The markets have been on a steady rise lately. Major indexes are up 15-20% in the last two months. This is very good news for longs, but not so good news for option sellers.
Consider for example the Volatility S&P 500 Index (^VIX). It declined from the high 40s in October to below 20. The VIX is supposed to reflex the expected volatility of the markets. The problem is it doesn't reflect the true volatility. If the markets were down 15%, VIX would shoot to the roof. But after a meteoric 15% rise, it is now back to the July 2011 levels. We all remember what happened next.
VIX and other volatility indexes have a major impact on options prices. VIX impacts S&P 500 index and S&P 500 index ETF (SPY) options while the Russell 2000 Volatility Index impacts the Russell 2000 Index and Russell 2000 Index ETF (IWM) options. Lower volatility indexes mean lower option premiums. When you sell premium, you want the options prices to be as high as possible.
One of my favorite strategies for sideways markets is an Iron Condor. The Iron Condor is a combination of a bull put spread and a bear call spread. The whole trade is done for a credit. Higher credit means higher profit potential.
Russell 2000 Index, S&P 500 index, NASDAQ 100 INDEX, Russell 2000 Index ETF and S&P 500 index ETF are among the best candidates for the Iron Condor strategy.
Iron Condor is a vega negative and theta positive trade. That means that it benefits from the decline in Implied Volatility (IV) and the time decay. If you initiate the trade when IV is high and IV is declining during the life of the trade, the trade wins twice: from the declining IV and the time passage.
Let's take a look at the following Russell 2000 Index (RUT) trade I shared with SA readers on December 6, 2011, about six weeks before January expiration:
- Buy RUT January 2012 670 put
- Sell RUT January 2012 680 put
- Sell RUT January 2012 800 call
- Buy RUT January 2012 810 call
When I do the Iron Condor trade, I choose the short strikes (680 puts and 800 calls) based on the deltas of the options. In this specific case, the deltas were around 25. RUT was trading at $742 so the short strikes were distanced about $60 or 8.1% from the price. The trade could be done for $4.60 credit.
The trade exceeded my wildest expectations.

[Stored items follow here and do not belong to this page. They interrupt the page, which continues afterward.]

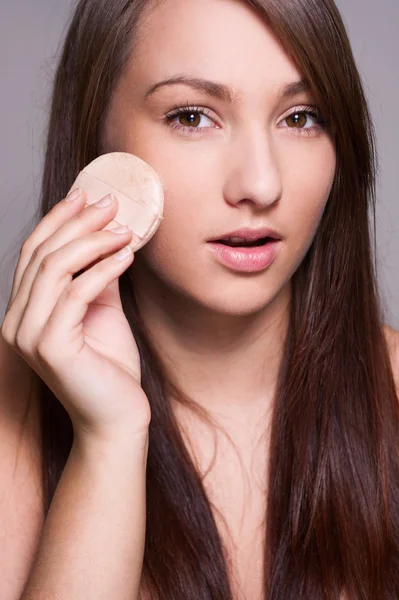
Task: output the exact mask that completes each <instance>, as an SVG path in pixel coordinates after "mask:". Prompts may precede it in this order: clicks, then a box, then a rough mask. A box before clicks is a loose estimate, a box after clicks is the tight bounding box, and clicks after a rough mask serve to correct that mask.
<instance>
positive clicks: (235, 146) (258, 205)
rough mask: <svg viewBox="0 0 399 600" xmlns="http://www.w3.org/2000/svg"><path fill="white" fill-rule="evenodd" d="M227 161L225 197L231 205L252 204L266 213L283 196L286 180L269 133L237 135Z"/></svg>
mask: <svg viewBox="0 0 399 600" xmlns="http://www.w3.org/2000/svg"><path fill="white" fill-rule="evenodd" d="M230 144H231V145H230V148H229V151H228V152H227V155H226V159H225V179H224V197H225V199H226V201H227V202H229V203H230V204H234V205H235V204H239V203H242V202H245V203H252V204H253V205H254V208H255V209H256V208H257V209H262V208H266V207H268V206H270V205H271V204H273V203H274V202H276V201H277V200H278V199H279V198H280V196H281V193H282V179H281V173H280V171H279V164H278V156H277V153H276V149H275V148H274V147H273V140H272V139H271V138H270V136H268V135H267V134H266V133H265V132H259V131H256V132H254V131H253V130H252V131H251V132H248V131H247V132H246V134H243V133H242V134H241V135H237V136H236V138H235V140H234V142H230Z"/></svg>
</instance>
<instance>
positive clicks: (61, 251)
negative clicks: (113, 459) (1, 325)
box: [1, 192, 151, 439]
mask: <svg viewBox="0 0 399 600" xmlns="http://www.w3.org/2000/svg"><path fill="white" fill-rule="evenodd" d="M70 196H72V195H70ZM75 196H76V195H75ZM117 208H118V202H117V199H116V198H115V197H111V203H110V204H108V205H107V206H103V207H99V206H97V205H90V206H87V207H85V194H84V192H81V193H80V195H79V196H78V197H75V198H73V199H72V200H71V201H68V197H67V198H66V199H63V200H62V201H61V202H59V203H58V204H57V205H56V206H55V207H54V208H53V209H52V210H51V211H50V212H49V213H48V214H47V215H46V216H45V217H44V218H43V219H42V220H41V222H40V223H39V224H38V225H37V227H36V228H35V229H34V231H33V232H32V234H31V235H30V236H29V237H28V238H27V239H26V240H25V242H24V243H23V245H22V248H21V252H20V256H19V260H18V264H17V268H16V271H15V275H14V281H13V287H12V292H11V298H10V301H9V304H8V307H7V311H6V315H5V318H4V321H3V325H2V330H1V332H2V335H3V337H4V339H5V341H6V342H7V343H8V344H9V345H10V346H11V347H12V348H13V349H14V350H15V351H16V352H18V354H20V355H21V356H22V358H23V359H24V360H25V361H26V362H27V363H28V364H29V365H30V366H31V368H33V369H34V370H35V371H36V372H37V373H38V375H39V376H40V377H41V379H43V381H44V382H45V383H46V385H47V386H48V387H49V388H50V389H51V390H52V391H53V393H54V394H55V395H56V397H57V398H58V399H59V400H60V402H61V403H62V404H63V405H64V407H65V409H66V410H67V411H68V413H69V415H70V417H71V420H72V423H73V427H74V432H75V435H76V434H82V435H86V434H92V435H94V436H97V437H99V438H103V439H114V438H115V436H120V435H127V436H130V435H133V436H136V435H138V436H141V435H144V436H146V435H147V433H148V425H149V422H150V419H151V411H150V406H149V403H148V399H147V396H146V395H145V393H144V391H143V389H142V387H141V385H140V381H141V369H140V357H139V352H138V348H137V345H136V342H135V340H134V337H133V335H132V332H131V329H130V326H129V323H128V321H127V319H126V317H125V315H124V313H123V310H122V304H121V299H120V294H119V287H118V277H119V276H120V275H121V274H122V273H123V272H124V271H125V270H126V269H127V267H129V266H130V265H131V264H132V262H133V259H134V254H133V252H132V251H131V250H130V252H128V253H127V254H126V255H125V257H124V258H122V259H120V260H116V256H115V255H116V254H117V252H118V251H119V250H121V249H122V248H124V247H126V245H127V244H128V243H129V242H130V241H131V238H132V231H131V230H130V229H128V231H127V232H125V233H114V232H112V231H110V230H103V231H101V230H102V229H103V228H104V227H105V226H106V225H107V224H108V223H109V222H110V221H112V219H113V218H114V217H115V215H116V213H117ZM83 269H84V272H83V273H82V274H80V275H79V276H78V277H75V279H73V275H75V274H76V273H78V272H79V271H82V270H83Z"/></svg>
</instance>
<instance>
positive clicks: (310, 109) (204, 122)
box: [165, 106, 326, 135]
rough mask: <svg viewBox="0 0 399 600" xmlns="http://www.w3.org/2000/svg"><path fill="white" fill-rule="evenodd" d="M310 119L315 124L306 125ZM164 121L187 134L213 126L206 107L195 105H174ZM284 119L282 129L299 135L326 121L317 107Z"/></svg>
mask: <svg viewBox="0 0 399 600" xmlns="http://www.w3.org/2000/svg"><path fill="white" fill-rule="evenodd" d="M310 119H313V120H314V121H315V124H314V125H311V126H310V127H309V126H307V125H308V124H309V120H310ZM165 121H166V123H167V125H168V126H169V127H172V128H173V129H177V130H180V131H182V132H183V133H188V134H191V133H201V132H202V130H204V129H207V128H209V127H214V126H215V121H214V119H212V118H211V117H209V116H208V115H207V109H203V108H199V107H196V106H180V107H176V109H175V110H174V112H172V113H169V114H168V115H166V117H165ZM284 121H286V122H287V124H288V126H287V127H283V129H290V130H293V131H294V132H295V133H298V134H300V135H301V134H305V135H311V134H314V133H316V132H318V131H320V130H321V129H323V126H324V125H325V123H326V121H324V120H323V118H322V117H321V116H320V115H319V112H318V111H317V109H313V110H311V109H310V107H309V108H307V109H305V108H304V109H300V110H296V111H294V112H292V113H291V114H290V115H288V116H287V117H285V119H283V122H284Z"/></svg>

It gained a whopping 70.4% in 30 days. It was my best Iron Condor trade ever.
One month later, with RUT trading at $750, I shared the following trade:
- Buy RUT February 2012 690 put
- Sell RUT February 2012 700 put
- Sell RUT February 2012 800 call
- Buy RUT February 2012 810 call
The deltas of the short strikes were about 25 and the credit around $4.55. Everything was similar to the previous month trade: time to expiration, deltas of the options, the credit. But to get the same credit, I had to choose the short strikes only $50 or 6.6% from the price of RUT. The reason? The Russell 2000 Volatility Index (RXV) was at $37 on December 6, but only $29 on January 6.
Today we are one month later. RUT is at $831. Looking at March expiration, I can see that the following trade has the short strikes of 25 deltas:
- Buy RUT March 2012 780 put
- Sell RUT March 2012 790 put
- Sell RUT March 2012 870 call
- Buy RUT March 2012 880 call
The credit for this trade is around $4.40. So now we are the same six weeks from the March expiration, the deltas are the same, and the credit is actually slightly lower. But the big difference is that the strikes now are only $40 or 4.8% from the index. The reason? You guessed it - the Russell 2000 Volatility Index (RXV) is now below $24.
- Buy AAPL February 2012 375 put
- Sell AAPL February 2012 380 put
- Sell AAPL February 2012 470 call
- Buy AAPL February 2012 475 call
The stock was trading at $425 at the time of the trade. The trade could be done for $1.47 credit. The margin requirement was $353 hence the maximum gain was 41%. The trade was resilient to 10.5% move of the stock in either direction. The deltas of the short strikes were around 15.
Looking at March expiration today, I can do the following trade using short strikes with same deltas of 15 (the stock is at $460):
- Buy AAPL March 2012 425 put
- Sell AAPL March 2012 430 put
- Sell AAPL March 2012 490 call
- Buy AAPL March 2012 495 call
The trade can be done for $1.28 credit. The margin requirement is $372 hence the maximum gain is 34%. The trade is resilient to 6.5% move of the stock in either direction.
Do you get the picture? I get less credit, much lower potential return and need to go much closer to the stock price to get that credit.
The bottom line: If I trade Iron Condors today, I need to seriously compromise on the credit I get or choose strikes much closer to the stock prices to get the same credit. The options prices simply don't reflect the potential risk. Suddenly all the problems in Europe have been forgotten and all risk is off. This can change any day. Meanwhile, I wouldn't trade any vega negative trades like Iron Condors.